Oggi la premier Meloni illustra ai sindacati di imprese e lavoratori il disegno di legge delega (Ddld) sulla riforma fiscale. Forse non dirà, come venerdì scorso a Catania “Basta col pizzo di stato”, la cui politica generale, per Costituzione, Meloni dirige. Prometterà anche a loro la fine del pizzo, neanche lo stato fosse un mafiosetto?

Chissà, magari fra poco la destra prenderà il coraggio a due mani, per definirsi finalmente partito dell’evasione. Tanti elettori di destra sono leali contribuenti, ma a un marziano che piovesse a Roma sarebbe subito chiaro: la destra difende e rassicura chi evade.

Non che la sinistra abbia brillato contro l’evasione, difatti chi, come Vincenzo Visco, l'ha più d'ogni altro politico avversata è stato presto celato agli elettori, ma la frase di Catania non si può sentire! La doppiezza è in certa misura ineliminabile – altri direbbe “indispensabile” – in politica, ma Meloni supera ogni precedente; non giunse a tanto neanche, nei suoi giorni grandi, Berlusconi, inventore dell'abietto slogan per cui tassare è metter le mani in tasca agli italiani. Se egli benedice da remoto la riformetta, apertamente la difende sul Sole 24 Ore Giulio Tremonti; per quest'altro progenitore del Ddld, sempre prodigo di slogan ardui da decrittare perché spesso vacui, oggi «è il fisco che deve andare verso il mondo», non viceversa.

Per lui il ddld coglie «lo spirito del tempo», voleva certo dire Zeitgeist ma l'intervistatore, Gianni Trovati, l'avrà sconsigliato.

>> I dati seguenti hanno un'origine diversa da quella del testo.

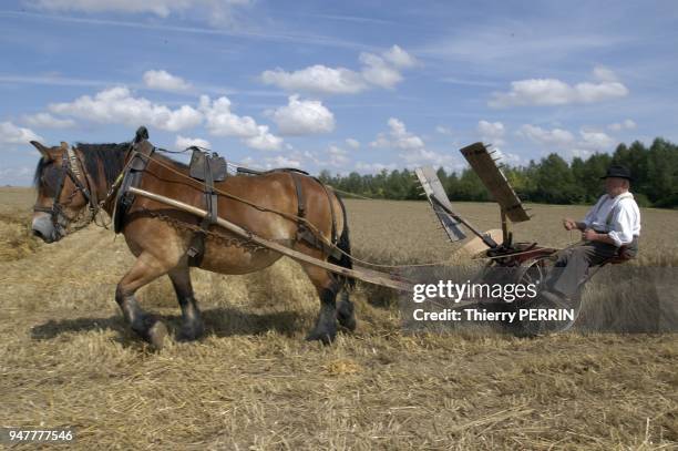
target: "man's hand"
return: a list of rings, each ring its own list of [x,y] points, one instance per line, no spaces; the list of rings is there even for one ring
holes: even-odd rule
[[[578,228],[577,222],[568,217],[563,219],[563,226],[565,227],[566,230],[574,230],[575,228]]]
[[[599,234],[596,230],[594,230],[593,228],[587,228],[582,234],[582,239],[584,239],[585,242],[596,242],[598,240],[598,236]]]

Nessuno come lui è così ratto a cogliere tali mutamenti; cantò prima la lex mercatorum, poi il ritorno dello stato, ora loda la sua ritirata, fin qui sfuggita ai tanti osservatori che vedono piuttosto il contrario; tanto cambierà presto idea.

Il vice ministro dell’Economia, Maurizio Leo, noto fiscalista lombardo, è il vero padre del Ddldd, che difende parlando a Enrico Marro del Corriere. Per lui la Ue chiede la riforma fiscale «e il nostro Ddld fa proprio questo».

Se Tremonti della progressività dell'imposta si fa beffe, Leo la garantisce così: le aliquote Irpef scenderanno da 4 a 3 «e poi, a fine legislatura, se ci saranno le risorse, faremo la flat tax. Ma anche in questo caso la progressività sarà mantenuta grazie alla no tax area e al sistema di deduzioni e detrazioni». Uno capace di affermazioni così contraddittorie senza scoppiare a ridere sarebbe il sicuro vincitore della prossima edizione di “Lol- chi ride è fuori”.

Rischia però di trovare nello stesso governo chi, con ben maggiora autorità, può batterlo. A Catania Meloni ha detto che il fisco chiede ai piccoli commercianti il pizzo di stato solo perché deve fare «la caccia al reddito più che all'evasione fiscale». Prima ancora di ogni altra valutazione, il governo va messo in stato d'accusa per disprezzo della logica e della lingua patria, essenziale a preservare l'italica etnia.

Signora presidente, l'evasione può essere quasi solo sui redditi, essendo le imposte sul patrimonio ridotte al lumicino, grazie al metodico picconaggio della patriottica destra. Questa riforma fiscale è sconfortante.

Niente dà la misura della caduta verticale della classe politica, quindi di chi la elegge, come il paragone fra l'assenza di vere riflessioni dietro questa riformetta, e le discussioni precedenti a quella della metà degli anni Settanta.

Allora si confrontarono le idee di due pesi massimi come Cesare Cosciani e Bruno Visentini, ma dietro il Ddld c'è il misero lavoro, da pesi Welter, della commissione parlamentare per la riforma della legislatura scorsa, con in più le idee portate da Leo. Spicca fra queste il concordato preventivo fiscale, con cui fisco e impresa definiscono l'imponibile del biennio successivo; su tale base l'impresa non subirà accertamenti.

Per Meloni così si combatte l'evasione, ma questa sarà così legalizzata, e pure al riparo dall'importuna curiosità del fisco. Il quale, ricordiamo ai distratti, deve finanziare la sanità, l'istruzione, la sicurezza, le pensioni, il rispetto della legge e tanti beni pubblici, rilevanti anche per chi le tasse le sfugge.

L'Unione Europea e la Banca d'Italia hanno segnalato le numerose criticità della riformetta, soprattutto per i colpi alla progressività e per la conseguente mancanza di equità. Ora però la volpe, messa a guardia del pollaio dall'elettore sovrano, fa spallucce; sostituirla non sarà facile, anche perché le imposte in Italia le pagano in grande maggioranza dipendenti e pensionati. Non proprio un potente gruppo di pressione.